President Bush said this weekend that weapons had been found. As evidence, however, he pointed to the two suspected mobile biological laboratories, which both the Pentagon and American weapons hunters have said do not constitute arms.

Secretary of State Colin Powell this week referred to Iraq's past possession of weapons.

There are smoking guns all over. Remember, Iraq has weapons of mass destruction. We found them in 1991," he told a Rome television station Monday. "They have weapons of mass destruction, they've had them, they used them against Iran. That is not disputable."

The Senate Armed Services Committee will hold join hearings on the matter with the Intelligence Committee, perhaps as soon as this month, Agence France Presse reports.

In Australia, Defense Minister Robert Hill told the Sydney Morning Herald. "If it turns out there were flaws in what we understood, then I think we ought to say there were flaws. But it's too early to say that."

The paper said all opposition parties in Australia are backing an investigation.

In Britain, controversy has focused on a government dossier, published in September, outlining evidence that Iraq had weapons of mass destruction and plans to deploy them on 45 minutes' notice.

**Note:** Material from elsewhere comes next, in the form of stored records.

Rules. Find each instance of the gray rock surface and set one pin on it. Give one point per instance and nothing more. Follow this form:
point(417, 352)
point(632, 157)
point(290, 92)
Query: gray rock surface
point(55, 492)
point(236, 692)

More than 50 Labor lawmakers have signed a Commons motion drafted by Peter Kilfolye, a former Labor defense minister, calling on the government to publish the evidence behind the dossier.

The Liberal Democrats, the third-largest party in Parliament, have called for a public inquiry. The main opposition Conservative Party has not endorsed an inquiry, but has urged Blair to publish any additional evidence to support the claims made before the war.

Tony Wright, a member of Blair's Labor Party and chairman of the Commons Public Administration Committee, said an inquiry was now "almost inevitable."

A spokesman for Blair said the prime minister "did not see the need for an independent inquiry of the nature being demanded." Blair has emphatically denied doctoring the evidence.

In the report to the Security Council Monday, Blix said U.N. inspectors "did not find evidence of the continuation or resumption of programs of weapons of mass destruction or significant quantities of proscribed items."

But, he said, the inspectors had many questions about its chemical and biological programs when they left shortly before the March 20 invasion.

Inspectors also didn't have time to follow up on some late information provided by the Saddam government — including interviewing a list of Iraqis who helped destroy anthrax after the 1991 Gulf War, he said.

U.N. inspections uncovered "a small number of undeclared empty chemical warheads which appear to have been produced prior to 1990," Blix said.

These were destroyed along with a few other proscribed items and some 70 Al Samoud-2 missiles with a range beyond the 92-mile limit allowed under U.N. resolutions.

While Iraq's cooperation with U.N. inspectors started improving in late January and inspectors got "a better understanding of past weapons programs," Blix said, "little progress was made in the solution" of outstanding disarmament issues.

Extensive excavations by the Iraqis, which were witnessed by U.N. inspectors, showed that Iraq had destroyed a large number of R400 bombs containing a biological agent, as it had claimed. But the excavations couldn't verify the amount of agent produced or destroyed, he said.

Similarly, an Iraqi chemical analysis of soil samples from the site where anthrax was declared to have been dumped in 1991 showed it had been dumped there.

Blix said U.N. inspectors also didn't have time to complete their investigation on whether pilotless Iraqi drones were designed to disperse chemical or biological weapons, or had a range beyond the 92-mile limit.